Back in the 80's they used to sell pre-start pressurizing systems for cars. Before starting, you press a button which starts an oil pump to pressurize the system. This supposedly eliminated 90% of the wear, since the engine was properly lubricated during starting (which is where 90% of the wear happens). I never bought one and also never had an issue due to poor lubrication of an engine. But, I have heard lots of stories (on the internet, where everything is real and true 😉) of this issue.

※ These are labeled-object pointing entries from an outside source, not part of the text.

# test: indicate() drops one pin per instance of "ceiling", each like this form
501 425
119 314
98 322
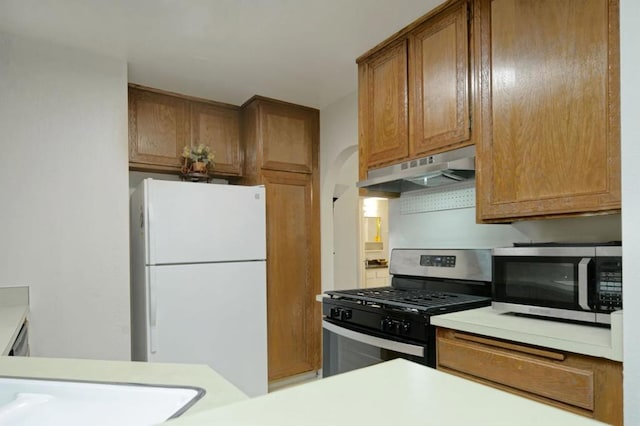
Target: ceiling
301 51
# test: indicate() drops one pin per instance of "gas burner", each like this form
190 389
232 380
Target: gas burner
413 299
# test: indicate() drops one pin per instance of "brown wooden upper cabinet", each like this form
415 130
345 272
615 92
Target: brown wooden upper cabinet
549 102
413 90
158 130
162 124
284 135
218 127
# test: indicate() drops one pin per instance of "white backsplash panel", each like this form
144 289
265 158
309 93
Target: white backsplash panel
422 202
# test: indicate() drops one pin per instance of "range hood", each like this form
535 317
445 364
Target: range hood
428 172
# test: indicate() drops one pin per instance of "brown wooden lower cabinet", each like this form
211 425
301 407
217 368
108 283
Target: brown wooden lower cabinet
582 384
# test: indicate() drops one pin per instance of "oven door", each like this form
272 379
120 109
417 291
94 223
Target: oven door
347 348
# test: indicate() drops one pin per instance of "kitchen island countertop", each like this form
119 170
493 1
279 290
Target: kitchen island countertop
218 390
394 392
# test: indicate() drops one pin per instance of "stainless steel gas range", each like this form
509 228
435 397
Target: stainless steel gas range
362 327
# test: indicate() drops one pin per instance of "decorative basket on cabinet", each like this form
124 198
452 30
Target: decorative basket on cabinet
198 160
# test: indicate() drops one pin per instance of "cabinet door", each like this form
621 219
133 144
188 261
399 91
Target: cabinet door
382 107
289 134
550 108
158 131
219 128
293 271
439 71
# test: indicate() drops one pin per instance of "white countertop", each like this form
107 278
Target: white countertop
218 390
582 339
11 319
394 392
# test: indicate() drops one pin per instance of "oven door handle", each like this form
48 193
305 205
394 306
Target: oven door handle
583 283
392 345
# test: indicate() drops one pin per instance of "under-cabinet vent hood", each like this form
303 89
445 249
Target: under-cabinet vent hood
434 171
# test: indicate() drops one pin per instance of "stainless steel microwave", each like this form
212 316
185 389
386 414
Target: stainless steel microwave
577 283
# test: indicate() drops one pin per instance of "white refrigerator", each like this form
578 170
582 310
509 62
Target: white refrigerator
198 278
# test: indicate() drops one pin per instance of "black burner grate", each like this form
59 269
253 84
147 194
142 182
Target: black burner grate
419 299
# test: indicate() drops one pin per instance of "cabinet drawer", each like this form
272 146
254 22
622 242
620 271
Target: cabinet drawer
534 374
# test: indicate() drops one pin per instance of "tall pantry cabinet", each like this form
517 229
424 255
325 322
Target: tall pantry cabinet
281 152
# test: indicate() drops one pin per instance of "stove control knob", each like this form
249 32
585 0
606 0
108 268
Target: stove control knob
346 314
404 327
386 324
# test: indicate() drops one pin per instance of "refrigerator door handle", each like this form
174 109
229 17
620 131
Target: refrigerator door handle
153 320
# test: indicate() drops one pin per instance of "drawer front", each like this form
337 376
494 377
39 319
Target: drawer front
548 379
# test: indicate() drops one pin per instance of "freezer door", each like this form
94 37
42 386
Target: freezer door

The lights are nick named idiot lights, because most people couldn't figure out how to read a pressure gauge and they are cheaper than a gauge. But, my X300 doesn't even have the idiot light, so everyone can be blissfully unaware until it is way too late to do something to prevent damage. Most of the time, none occurs before something else fails, so it is not so bad a system.

But, I would get the gauge to be sure of the health of the engine, since it already had a health issue.